It is impossible for the Administrative branch of the government to be "illegal" in regards to breaking laws set up by the government because violating a legal precedent set up by a prior President isn't a crime.  So what?  When a President commits crimes against the people (Congress) and the Constitution, he or she is not committing crimes against the 3 branch tyranny set up to implement the function of the government; or, he or she is not breaking laws against any of the legal precedents or policies set up by them to do so; but, rather, he or she is committing crimes against the people (Congress) and the Civil Purpose which was designed to be primary in the Constitution as "self evident" and "unalienable" truths.  In other words, as legal precedents come and go, the civil purpose can't be challenged.           

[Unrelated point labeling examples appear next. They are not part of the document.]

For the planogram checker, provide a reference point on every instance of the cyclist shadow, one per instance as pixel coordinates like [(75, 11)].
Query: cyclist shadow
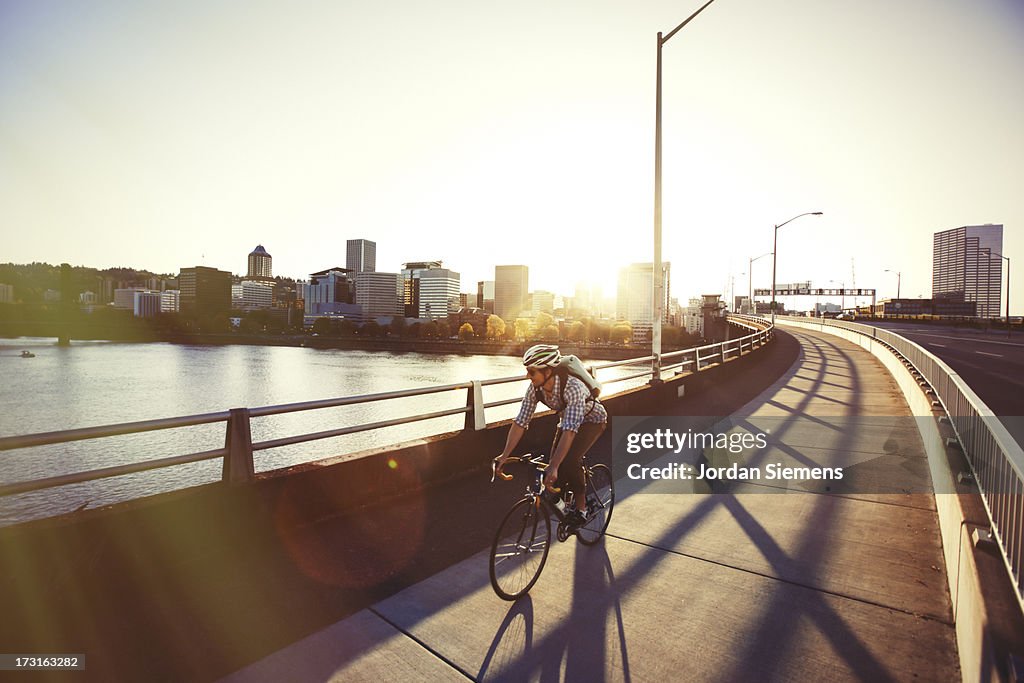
[(576, 648)]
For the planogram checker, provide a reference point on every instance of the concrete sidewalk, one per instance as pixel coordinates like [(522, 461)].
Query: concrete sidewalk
[(750, 585)]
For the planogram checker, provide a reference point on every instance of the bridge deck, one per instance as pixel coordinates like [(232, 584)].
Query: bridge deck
[(706, 586)]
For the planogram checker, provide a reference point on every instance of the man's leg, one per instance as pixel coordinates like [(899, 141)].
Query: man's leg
[(571, 468)]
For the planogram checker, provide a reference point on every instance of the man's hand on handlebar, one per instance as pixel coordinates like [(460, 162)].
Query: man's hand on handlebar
[(496, 468)]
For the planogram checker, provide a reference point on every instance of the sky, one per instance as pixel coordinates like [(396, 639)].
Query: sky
[(162, 135)]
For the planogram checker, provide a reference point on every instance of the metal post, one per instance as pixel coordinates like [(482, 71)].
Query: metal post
[(774, 250), (474, 400), (656, 275), (655, 338), (239, 441)]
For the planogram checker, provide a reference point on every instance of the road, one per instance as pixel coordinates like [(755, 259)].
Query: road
[(987, 360)]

For example, if the Supreme Court decided tomorrow to discontinue the legal precedent of preciding over the constitutionality of laws pertaining to "legal" matters for the sake of focussing specifically on "civil" matters, then that is their right.  The Supreme Court can implement whatever legal measure necessary to strengthen, reestablish or reconsecrate the Constitutional government of the United States.  If they aren't serving with this purpose in mind today, they should be impeached.      

Likewise, if the Administrative and Congressional branches today decided to strengthen the civil purpose in the Constitution by expanding the limit of those who serve on the Supreme Court from 9 member justices to, let's say, 20,000, that is their legal right.   

The Bill of Rights were created to give citizens the tools to preserve a "positive" government by keeping it from eroding through pressures to a natural state of tyranny.  The point isn't the rights people have but the Civil Purpose that such rights preserve when people exercize them.     

From what I have read, Abraham Lincoln held the Civil Purpose of the Constitution above all else.